- Born: 28 June 1983 (age 43) Geelong, Victoria
- Occupations: Sport Presenter & Reporter
- Spouse: Bianca
- Children: 3

= Sean Sowerby =

Australian sports presenter and reporter

Sean Sowerby (born 28 June 1983) is an Australian sports presenter and reporter.

==Career==
Sowerby's media career began at 3AW as a producer and reporter after graduating from Melbourne University and Australian Catholic University. He produced a number of programs at the station including Sports Today, Glossing Over as well as majoring sporting events such as the 2006 Melbourne Commonwealth Games and 2004 Athens Olympic Games.

In 2006, Sowerby allowed an incorrect attribution of himself as a Melbourne Victory fan in a TV interview for Nine News, withholding that he was in fact a producer at 3AW at the time. He provided mobile phone video footage of fans singing as proof of "violence" in the crowd that he alleged.

In December 2006, Sowerby moved to WIN TV where he held a number of positions on WIN News including head sports reporter, sports presenter and bureau chief. He also worked as host of the popular country football show Off The Bench alongside Danny Frawley, Liam Pickering, Wayne Schwass, Terry Wallace and Craig Hutchison.
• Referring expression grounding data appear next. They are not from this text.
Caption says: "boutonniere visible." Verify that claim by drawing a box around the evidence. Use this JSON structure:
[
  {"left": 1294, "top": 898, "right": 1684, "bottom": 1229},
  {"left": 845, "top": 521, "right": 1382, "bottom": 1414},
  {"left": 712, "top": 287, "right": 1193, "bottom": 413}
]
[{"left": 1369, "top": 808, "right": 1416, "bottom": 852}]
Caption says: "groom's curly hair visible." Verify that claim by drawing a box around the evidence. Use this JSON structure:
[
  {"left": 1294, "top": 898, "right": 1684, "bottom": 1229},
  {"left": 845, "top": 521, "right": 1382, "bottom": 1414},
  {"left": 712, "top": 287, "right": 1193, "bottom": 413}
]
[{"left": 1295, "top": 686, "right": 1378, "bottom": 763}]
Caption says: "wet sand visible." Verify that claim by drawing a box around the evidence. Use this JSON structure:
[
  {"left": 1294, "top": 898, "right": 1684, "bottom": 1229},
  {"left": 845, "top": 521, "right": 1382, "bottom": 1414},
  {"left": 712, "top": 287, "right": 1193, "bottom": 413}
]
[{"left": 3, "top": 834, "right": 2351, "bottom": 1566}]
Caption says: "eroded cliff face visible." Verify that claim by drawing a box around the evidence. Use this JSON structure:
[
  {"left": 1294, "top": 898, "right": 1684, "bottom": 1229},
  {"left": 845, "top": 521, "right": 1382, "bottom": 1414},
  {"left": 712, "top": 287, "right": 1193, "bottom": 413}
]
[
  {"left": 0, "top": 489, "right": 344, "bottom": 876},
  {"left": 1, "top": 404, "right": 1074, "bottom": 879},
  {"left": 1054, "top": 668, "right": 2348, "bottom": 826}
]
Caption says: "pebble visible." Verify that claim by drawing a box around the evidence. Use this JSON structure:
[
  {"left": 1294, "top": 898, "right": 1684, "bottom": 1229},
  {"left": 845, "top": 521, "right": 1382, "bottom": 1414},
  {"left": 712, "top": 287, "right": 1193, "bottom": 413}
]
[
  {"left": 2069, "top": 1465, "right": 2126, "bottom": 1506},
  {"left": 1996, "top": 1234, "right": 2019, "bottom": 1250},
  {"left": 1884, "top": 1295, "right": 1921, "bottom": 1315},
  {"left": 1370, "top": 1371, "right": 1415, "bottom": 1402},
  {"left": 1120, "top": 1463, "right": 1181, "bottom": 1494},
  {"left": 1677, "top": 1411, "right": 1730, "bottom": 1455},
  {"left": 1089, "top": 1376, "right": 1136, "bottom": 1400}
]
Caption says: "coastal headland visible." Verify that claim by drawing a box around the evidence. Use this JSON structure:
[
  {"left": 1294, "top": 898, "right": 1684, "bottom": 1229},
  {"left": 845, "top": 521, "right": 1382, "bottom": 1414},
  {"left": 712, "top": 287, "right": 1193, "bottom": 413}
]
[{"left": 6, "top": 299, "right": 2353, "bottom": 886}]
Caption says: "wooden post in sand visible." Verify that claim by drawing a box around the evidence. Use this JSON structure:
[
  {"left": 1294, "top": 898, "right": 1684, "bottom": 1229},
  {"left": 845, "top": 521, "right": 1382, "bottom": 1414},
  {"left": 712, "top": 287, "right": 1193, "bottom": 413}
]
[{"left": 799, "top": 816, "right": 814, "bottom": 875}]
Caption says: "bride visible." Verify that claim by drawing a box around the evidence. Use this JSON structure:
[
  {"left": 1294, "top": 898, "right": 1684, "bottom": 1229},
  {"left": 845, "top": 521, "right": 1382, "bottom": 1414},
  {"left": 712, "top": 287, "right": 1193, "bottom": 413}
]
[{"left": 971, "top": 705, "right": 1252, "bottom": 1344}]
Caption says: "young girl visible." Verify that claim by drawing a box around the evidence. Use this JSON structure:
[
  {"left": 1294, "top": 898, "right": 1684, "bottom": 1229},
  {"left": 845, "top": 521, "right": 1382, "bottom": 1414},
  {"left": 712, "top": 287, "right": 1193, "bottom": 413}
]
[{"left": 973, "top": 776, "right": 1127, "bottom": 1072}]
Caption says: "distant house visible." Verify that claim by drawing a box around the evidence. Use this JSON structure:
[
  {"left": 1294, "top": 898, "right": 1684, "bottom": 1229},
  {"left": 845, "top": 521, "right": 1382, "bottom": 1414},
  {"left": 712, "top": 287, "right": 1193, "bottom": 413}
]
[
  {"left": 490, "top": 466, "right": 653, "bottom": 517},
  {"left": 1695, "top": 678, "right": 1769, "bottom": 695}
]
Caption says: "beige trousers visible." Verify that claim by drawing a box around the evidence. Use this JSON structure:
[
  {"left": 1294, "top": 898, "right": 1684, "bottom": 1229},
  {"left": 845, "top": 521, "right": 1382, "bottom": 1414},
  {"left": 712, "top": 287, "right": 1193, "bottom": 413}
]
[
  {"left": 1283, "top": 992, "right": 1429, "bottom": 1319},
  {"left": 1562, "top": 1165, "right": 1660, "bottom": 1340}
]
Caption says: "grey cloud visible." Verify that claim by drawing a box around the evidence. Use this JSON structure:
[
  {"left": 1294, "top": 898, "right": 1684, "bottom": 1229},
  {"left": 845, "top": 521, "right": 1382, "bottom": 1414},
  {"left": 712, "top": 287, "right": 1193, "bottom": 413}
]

In July 2012, Sowerby resigned from WIN TV after 5 years with the station before joining Network Ten in Melbourne to become a senior news reporter on Ten News. In December 2012, Sowerby moved to the Seven Network to join Seven News as a sports reporter before being appointed to be a weekend sport presenter on Seven News Melbourne replacing Tim Watson. He remained in the position until September 2018, when he was replaced by Jacqueline Felgate. Sowerby remains a sport reporter and fill in sport presenter.

It announced in the early 2021, that Andrew McCormack is going to take-over Sowerby's space to present sport from the Seven Network.

In May 2021, Sowerby resigned from the Seven Network after almost 9 years.

==Personal life==
In January 2012, Sowerby married Bianca Earle at St Peter's Anglican Church in Brighton. They have three children. Sean is a keen golfer and a two-time winner of the annual Mosh McKew championship.